Pancreatic ductal adenocarcinoma is one of the most fatal malignancies. Intensive investigation of molecular pathogenesis might lead to identifying useful molecules for diagnosis and treatment of the disease. Pancreatic ductal adenocarcinoma harbors complicated aberrations of alleles including losses of 1p, 6q, 9p, 12q, 17p, 18q, and 21q, and gains of 8q and 20q. Pancreatic cancer is usually initiated by mutation of KRAS and aberrant expression of SHH. Overexpression of AURKA mapping on 20q13.2 may significantly enhance overt tumorigenesity. Aberrations of tumor suppressor genes synergistically accelerate progression of the carcinogenic pathway through pancreatic intraepithelial neoplasia (PanIN) to invasive ductal adenocarcinoma. Abrogation of CDKN2A occurs in low-grade/early PanIN, whereas aberrations of TP53 and SMAD4 occur in high-grade/late PanIN. SMAD4 may play suppressive roles in tumorigenesis by inhibition of angiogenesis. Loss of 18q precedes SMAD4 inactivation, and restoration of chromosome 18 in pancreatic cancer cells results in tumor suppressive phenotypes regardless of SMAD4 status, indicating the possible existence of a tumor suppressor gene(s) other than SMAD4 on 18q. DUSP6 at 12q21-q22 is frequently abrogated by loss of expression in invasive ductal adenocarcinomas despite fairly preserved expression in PanIN, which suggests that DUSP6 works as a tumor suppressor in pancreatic carcinogenesis. Restoration of chromosome 12 also suppresses growths of pancreatic cancer cells despite the recovery of expression of DUSP6; the existence of yet another tumor suppressor gene on 12q is strongly suggested.
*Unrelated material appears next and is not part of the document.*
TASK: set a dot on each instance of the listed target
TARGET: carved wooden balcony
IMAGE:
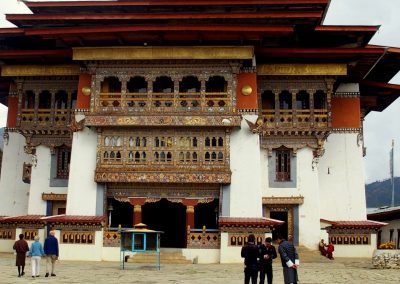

Understanding the molecular mechanisms of pancreatic carcinogenesis will likely provide novel clues for preventing, detecting, and ultimately curing this life-threatening disease.

Figure 1

Aberrations of multiple molecules in pancreatic ductal adenocarcinoma (P). Note loss of expressions of CDKN2A (panel b), SMAD4 (panel d), and DUSP6 (panel e) and abnormal accumulation of TP53 (panel c). Panel a, hematoxylin and eosin staining. N, normal duct.

Figure 2

The RAS‐MAPK pathway with abrogation of DUSP6. Active RAS generated by mutated KRAS activates downstream cascades including RAF1‐MAP2K1‐MAPK1. Loss of expression of DUSP6 results in abrogation of the feedback loop between MAPK1 and DUSP6 and leads to constitutive activation of MAPK1, which eventually results in invasive phenotypes.

Figure 3

Molecular pathways of pancreatic carcinogenesis. Activation of KRAS and SHH along with inactivation of CDKN2A contribute to the formation of low‐grade pancreatic intraepithelial neoplasia (PanIN). Additional inactivation of TP53 and SMAD4 contributes to one step up the carcinogenesis stairs; the tumors turn into high‐grade PanIN. Finally, inactivation of DUSP6 leads to pancreatic ductal adenocarcinoma. PDA, pancreatic ductal adenocarcinoma.